C# OCR Image to Text

This guide explains how to convert image files to searchable PDFs. GdPicture.NET’s optical character recognition (OCR) engine allows you to recognize the text in an image file and then save the text in a PDF.

Converting Image Files to Searchable PDFs

This section explains how to convert simple, single-page image files. For more information on converting multipage image files, see Converting Multipage TIFF Files to Searchable PDFs.

To convert an image file to a searchable PDF, follow these steps.

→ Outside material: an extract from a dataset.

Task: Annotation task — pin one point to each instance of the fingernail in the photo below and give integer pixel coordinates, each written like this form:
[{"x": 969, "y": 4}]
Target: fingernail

  1. Create a GdPicturePDF object, a GdPictureImaging object, and a GdPictureOCR object.

  2. Select the image by passing its path to the CreateGdPictureImageFromFile method of the GdPictureImaging object.

  3. Configure the OCR process with the GdPictureOCR object in the following way:

    • Set the image with the SetImage method.

    • Set the path to the OCR resource folder with the ResourceFolder property. The default language resources are located in GdPicture.NET 14\Redist\OCR. For more information on adding language resources, see the language support guide.

    • With the AddLanguage method, add the language resources that GdPicture.NET uses to recognize text in the image. This method takes a member of the OCRLanguage enumeration.

    • Optional: Set whether OCR prioritizes recognition accuracy or speed with the OCRMode property.

    • Optional: Set the character allowlist with the CharacterSet property. When scanning the image, the OCR engine only recognizes the characters included in the allowlist.

    • Optional: Set the character denylist with the CharacterBlackList property. When scanning the image, the OCR engine ignores the characters included in the denylist.

  4. Run the OCR process with the RunOCR method of the GdPictureOCR object.

  5. Get the result of the OCR process as text with the GetOCRResultText method of the GdPictureOCR object.

  6. Create the output with the CreateFromText method. The first parameter sets the conformance level of the PDF document. This parameter is a member of the PdfConformance enumeration. For example, use PDF to create a common PDF document.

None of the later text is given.